Atuação da equipe acreana é no Programa Justiça Itinerante Cooperativa na Amazônia Legal, que iniciou os atendimentos nesta segunda-feira, 18, e seguem até a próxima sexta-feira, 22
A segurança pública é um direito fundamental para que pessoas possam exercer sem medo seus direitos básicos. Nesse sentido, para garantir que a população acesse os serviços do Programa Justiça Itinerante Cooperativa na Amazônia Legal, entre esta segunda-feira, 18, e a próxima sexta-feira, 22, integrantes da Polícia Judicial do Tribunal de Justiça do Acre (TJAC) estão atuando junto à equipe de segurança do Conselho Nacional de Justiça (CNJ), no arquipélago do Marajó, no Pará.
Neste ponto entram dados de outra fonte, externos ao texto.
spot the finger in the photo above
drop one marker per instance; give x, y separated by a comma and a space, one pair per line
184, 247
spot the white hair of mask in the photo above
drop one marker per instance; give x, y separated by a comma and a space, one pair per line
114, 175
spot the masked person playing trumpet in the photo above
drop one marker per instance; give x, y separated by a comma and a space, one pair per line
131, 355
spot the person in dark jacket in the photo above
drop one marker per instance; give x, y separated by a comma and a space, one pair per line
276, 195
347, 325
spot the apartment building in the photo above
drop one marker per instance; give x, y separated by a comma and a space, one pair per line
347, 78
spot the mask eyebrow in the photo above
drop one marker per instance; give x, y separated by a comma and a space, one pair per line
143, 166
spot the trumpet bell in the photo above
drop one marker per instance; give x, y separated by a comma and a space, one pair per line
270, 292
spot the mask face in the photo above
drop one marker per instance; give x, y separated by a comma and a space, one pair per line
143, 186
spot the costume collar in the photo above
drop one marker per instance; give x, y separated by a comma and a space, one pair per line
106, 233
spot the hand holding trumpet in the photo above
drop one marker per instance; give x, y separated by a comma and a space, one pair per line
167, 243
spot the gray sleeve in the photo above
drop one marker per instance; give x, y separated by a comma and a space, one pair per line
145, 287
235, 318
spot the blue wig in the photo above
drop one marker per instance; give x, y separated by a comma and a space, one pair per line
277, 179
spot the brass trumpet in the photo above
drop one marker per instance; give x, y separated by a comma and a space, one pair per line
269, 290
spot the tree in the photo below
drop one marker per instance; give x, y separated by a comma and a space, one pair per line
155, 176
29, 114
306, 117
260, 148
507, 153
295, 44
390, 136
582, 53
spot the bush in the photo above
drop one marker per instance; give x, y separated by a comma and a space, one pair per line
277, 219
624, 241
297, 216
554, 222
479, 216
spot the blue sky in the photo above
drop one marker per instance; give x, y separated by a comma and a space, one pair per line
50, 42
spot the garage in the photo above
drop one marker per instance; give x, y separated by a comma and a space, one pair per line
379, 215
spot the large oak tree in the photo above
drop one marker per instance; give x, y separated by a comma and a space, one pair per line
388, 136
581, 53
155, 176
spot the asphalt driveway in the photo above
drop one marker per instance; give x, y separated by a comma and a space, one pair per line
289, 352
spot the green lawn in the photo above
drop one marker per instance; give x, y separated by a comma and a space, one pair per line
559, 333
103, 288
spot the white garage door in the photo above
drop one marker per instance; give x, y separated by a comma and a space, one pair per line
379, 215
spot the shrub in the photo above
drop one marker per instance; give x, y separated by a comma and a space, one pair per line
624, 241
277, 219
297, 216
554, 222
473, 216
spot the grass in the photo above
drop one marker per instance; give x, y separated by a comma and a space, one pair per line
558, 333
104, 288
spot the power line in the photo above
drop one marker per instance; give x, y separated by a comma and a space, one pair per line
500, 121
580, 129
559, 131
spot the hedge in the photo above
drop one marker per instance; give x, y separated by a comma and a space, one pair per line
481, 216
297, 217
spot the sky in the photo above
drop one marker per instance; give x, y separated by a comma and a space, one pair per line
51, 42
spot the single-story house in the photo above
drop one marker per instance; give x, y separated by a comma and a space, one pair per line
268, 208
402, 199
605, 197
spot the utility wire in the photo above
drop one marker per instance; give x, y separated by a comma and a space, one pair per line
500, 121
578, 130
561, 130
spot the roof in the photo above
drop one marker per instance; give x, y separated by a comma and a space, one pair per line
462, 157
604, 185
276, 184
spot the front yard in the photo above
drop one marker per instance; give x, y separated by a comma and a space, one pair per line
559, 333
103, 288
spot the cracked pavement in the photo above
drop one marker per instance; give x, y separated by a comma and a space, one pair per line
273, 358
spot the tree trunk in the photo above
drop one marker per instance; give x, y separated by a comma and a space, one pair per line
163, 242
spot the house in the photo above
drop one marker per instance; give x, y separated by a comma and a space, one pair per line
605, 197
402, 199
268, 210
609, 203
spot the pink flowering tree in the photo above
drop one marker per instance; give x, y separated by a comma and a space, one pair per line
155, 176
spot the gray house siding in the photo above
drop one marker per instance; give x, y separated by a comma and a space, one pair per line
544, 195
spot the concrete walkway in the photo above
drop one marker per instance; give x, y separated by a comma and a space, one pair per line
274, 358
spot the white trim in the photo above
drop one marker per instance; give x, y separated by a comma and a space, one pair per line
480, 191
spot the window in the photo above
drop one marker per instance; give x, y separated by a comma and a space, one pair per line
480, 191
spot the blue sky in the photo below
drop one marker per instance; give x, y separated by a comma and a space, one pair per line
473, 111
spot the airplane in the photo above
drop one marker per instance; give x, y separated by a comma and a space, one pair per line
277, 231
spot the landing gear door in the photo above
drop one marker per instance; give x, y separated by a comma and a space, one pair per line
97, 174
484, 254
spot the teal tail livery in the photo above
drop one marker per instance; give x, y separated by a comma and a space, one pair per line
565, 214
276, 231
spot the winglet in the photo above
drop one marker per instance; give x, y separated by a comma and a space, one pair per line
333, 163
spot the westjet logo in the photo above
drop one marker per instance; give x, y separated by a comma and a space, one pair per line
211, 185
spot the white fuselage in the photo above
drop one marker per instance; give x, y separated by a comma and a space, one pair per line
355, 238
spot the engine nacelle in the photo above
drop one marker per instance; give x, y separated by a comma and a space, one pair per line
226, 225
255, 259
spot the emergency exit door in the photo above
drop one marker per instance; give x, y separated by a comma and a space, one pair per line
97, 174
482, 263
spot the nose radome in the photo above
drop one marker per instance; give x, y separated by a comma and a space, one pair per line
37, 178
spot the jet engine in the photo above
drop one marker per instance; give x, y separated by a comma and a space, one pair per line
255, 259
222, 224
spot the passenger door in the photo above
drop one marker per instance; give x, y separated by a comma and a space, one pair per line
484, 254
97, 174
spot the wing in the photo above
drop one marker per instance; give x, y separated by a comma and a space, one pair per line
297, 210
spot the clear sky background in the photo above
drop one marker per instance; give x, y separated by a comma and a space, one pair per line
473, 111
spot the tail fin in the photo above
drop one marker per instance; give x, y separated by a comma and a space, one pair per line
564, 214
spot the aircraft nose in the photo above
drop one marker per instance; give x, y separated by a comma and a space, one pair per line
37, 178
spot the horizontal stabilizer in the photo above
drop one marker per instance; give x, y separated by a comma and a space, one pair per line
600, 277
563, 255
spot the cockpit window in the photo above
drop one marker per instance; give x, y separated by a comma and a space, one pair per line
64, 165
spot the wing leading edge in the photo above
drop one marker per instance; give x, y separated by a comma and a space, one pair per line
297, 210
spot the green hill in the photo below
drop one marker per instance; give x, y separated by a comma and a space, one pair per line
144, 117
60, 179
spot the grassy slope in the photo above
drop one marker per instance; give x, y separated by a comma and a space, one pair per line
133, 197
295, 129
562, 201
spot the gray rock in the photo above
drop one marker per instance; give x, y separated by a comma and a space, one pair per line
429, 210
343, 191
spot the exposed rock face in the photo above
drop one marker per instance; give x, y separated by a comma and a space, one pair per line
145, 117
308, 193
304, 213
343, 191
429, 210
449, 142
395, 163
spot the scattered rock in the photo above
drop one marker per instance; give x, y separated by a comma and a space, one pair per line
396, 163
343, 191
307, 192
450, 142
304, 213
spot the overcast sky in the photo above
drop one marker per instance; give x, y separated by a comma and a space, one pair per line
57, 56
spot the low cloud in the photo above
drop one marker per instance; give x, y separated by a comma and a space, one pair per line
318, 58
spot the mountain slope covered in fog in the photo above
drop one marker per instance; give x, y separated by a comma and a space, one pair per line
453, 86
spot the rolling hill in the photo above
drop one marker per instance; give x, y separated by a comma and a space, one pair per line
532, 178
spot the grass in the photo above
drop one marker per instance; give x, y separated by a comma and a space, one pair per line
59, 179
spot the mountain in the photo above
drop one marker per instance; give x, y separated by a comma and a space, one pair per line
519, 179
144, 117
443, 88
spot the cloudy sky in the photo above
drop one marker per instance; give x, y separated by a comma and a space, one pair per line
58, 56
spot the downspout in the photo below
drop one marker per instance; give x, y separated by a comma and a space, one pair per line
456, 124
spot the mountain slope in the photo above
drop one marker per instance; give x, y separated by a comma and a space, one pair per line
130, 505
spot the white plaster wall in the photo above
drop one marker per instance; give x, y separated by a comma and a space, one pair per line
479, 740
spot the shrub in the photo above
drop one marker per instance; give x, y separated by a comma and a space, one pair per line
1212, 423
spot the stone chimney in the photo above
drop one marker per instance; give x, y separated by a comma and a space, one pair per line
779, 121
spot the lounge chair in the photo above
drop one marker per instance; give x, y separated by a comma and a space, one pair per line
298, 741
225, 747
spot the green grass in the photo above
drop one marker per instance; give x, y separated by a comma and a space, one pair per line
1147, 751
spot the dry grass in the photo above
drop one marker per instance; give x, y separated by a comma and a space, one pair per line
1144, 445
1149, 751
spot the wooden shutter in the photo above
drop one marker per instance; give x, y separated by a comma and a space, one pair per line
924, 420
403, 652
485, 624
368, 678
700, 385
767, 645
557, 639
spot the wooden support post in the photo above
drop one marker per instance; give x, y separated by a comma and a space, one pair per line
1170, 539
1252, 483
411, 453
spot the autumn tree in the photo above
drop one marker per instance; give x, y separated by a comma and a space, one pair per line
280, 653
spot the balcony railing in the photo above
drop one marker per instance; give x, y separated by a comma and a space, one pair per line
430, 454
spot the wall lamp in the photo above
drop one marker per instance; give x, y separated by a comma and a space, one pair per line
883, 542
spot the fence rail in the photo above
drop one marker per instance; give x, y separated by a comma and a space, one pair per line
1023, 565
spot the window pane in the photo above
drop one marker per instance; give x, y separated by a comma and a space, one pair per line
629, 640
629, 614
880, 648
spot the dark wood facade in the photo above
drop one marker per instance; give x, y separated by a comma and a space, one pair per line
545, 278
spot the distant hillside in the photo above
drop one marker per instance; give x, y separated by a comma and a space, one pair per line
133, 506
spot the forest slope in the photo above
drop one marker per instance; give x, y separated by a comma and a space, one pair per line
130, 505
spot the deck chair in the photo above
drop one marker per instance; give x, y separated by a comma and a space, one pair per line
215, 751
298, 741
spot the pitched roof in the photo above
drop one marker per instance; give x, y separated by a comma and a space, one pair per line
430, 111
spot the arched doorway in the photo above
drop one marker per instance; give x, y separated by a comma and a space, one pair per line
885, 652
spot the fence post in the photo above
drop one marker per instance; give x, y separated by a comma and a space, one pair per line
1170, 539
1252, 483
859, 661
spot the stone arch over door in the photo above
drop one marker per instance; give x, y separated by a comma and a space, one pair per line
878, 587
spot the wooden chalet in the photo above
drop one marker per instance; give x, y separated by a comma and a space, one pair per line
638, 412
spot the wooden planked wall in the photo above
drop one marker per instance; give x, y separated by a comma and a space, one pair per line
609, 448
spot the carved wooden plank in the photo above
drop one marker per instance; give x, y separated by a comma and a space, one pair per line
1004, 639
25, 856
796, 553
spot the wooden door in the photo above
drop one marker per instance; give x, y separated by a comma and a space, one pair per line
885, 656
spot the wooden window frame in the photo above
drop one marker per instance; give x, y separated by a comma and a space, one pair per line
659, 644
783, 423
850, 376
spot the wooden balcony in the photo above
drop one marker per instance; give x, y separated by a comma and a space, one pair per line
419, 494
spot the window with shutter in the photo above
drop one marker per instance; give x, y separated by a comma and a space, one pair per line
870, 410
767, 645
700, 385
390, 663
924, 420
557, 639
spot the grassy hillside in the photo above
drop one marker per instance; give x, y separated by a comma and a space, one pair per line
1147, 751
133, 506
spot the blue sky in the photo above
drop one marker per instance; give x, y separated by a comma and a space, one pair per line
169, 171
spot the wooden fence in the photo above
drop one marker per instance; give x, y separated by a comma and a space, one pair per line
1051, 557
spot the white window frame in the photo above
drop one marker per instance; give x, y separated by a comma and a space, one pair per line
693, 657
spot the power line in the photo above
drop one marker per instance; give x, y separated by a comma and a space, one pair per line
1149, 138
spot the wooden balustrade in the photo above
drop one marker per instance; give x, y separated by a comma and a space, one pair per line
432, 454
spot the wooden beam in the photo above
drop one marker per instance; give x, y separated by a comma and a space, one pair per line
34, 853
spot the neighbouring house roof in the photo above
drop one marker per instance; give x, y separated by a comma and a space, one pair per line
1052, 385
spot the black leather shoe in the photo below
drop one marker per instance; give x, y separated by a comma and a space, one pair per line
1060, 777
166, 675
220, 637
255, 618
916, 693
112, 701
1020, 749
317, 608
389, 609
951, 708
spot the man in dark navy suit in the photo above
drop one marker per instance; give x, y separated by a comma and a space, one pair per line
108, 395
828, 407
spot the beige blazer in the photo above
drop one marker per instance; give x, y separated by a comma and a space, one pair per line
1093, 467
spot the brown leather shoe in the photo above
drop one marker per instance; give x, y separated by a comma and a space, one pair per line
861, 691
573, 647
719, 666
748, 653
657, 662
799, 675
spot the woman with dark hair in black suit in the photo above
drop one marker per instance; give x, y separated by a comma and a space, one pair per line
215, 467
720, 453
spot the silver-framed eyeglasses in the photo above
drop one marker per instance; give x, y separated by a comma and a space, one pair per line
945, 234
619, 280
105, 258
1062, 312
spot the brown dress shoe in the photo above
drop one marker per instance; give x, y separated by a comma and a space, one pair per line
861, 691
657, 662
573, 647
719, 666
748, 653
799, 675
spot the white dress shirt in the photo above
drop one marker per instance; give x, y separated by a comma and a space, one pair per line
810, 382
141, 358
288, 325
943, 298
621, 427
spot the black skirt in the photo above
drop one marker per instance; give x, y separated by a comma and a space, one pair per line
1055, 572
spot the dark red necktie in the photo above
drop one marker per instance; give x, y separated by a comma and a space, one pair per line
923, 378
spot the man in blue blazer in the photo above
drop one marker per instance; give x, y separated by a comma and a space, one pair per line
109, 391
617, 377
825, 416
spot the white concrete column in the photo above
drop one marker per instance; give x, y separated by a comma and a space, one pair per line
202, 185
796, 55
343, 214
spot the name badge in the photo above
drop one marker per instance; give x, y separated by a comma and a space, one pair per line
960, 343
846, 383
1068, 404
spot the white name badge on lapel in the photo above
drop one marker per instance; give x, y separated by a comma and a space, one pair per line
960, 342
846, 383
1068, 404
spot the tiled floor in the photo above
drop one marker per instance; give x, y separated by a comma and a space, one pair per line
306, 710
O envolvimento dos agentes da Polícia Judicial acreana, Adhervano Teixeira, Maria Cídima e Ítalo Graebner, revela a principal característica desse programa: a colaboração. Afinal, são mais de 50 entidades parceiras do Judiciário, do Executivo e da sociedade civil atuando nesta semana para ofertar serviços judiciais, cidadania e saúde para pessoas em situação de vulnerabilidade.
Além disso, a cooperação entre as forças de segurança proporciona intercâmbio e fortalecimento desses serviços, como destacou o servidor Adhervano Teixeira: “Mais do que uma ação institucional, trata-se de levar cidadania, acesso à Justiça e dignidade a quem muitas vezes enfrenta enormes dificuldades de deslocamento e acesso aos serviços públicos. A presença da Polícia Judicial do TJAC reforça o compromisso com a segurança institucional, o apoio operacional e o cumprimento da missão pública, mesmo nos locais mais distantes do país. Marajó nos ensina que servir também é atravessar rios para fazer a Justiça chegar”.
Cooperativa na Amazônia Legal
O Programa Justiça Itinerante Cooperativa na Amazônia Legal foi criado em 2023 para atender áreas com pouca presença estatal, de difícil acesso físico e a direitos, dentro dos estados brasileiros que compõem a Amazônia Legal: Acre, Amazonas, Amapá, Pará, Maranhão, Mato Grosso, Roraima e Tocantins.
A primeira edição da iniciativa foi realizada em São Félix do Xingu, no Pará. Já em 2024, foram as cidades de Lábrea e Humaitá, no Amazonas, e, no ano passado, em Boca do Acre (AM) e na cidade acreana de Xapuri.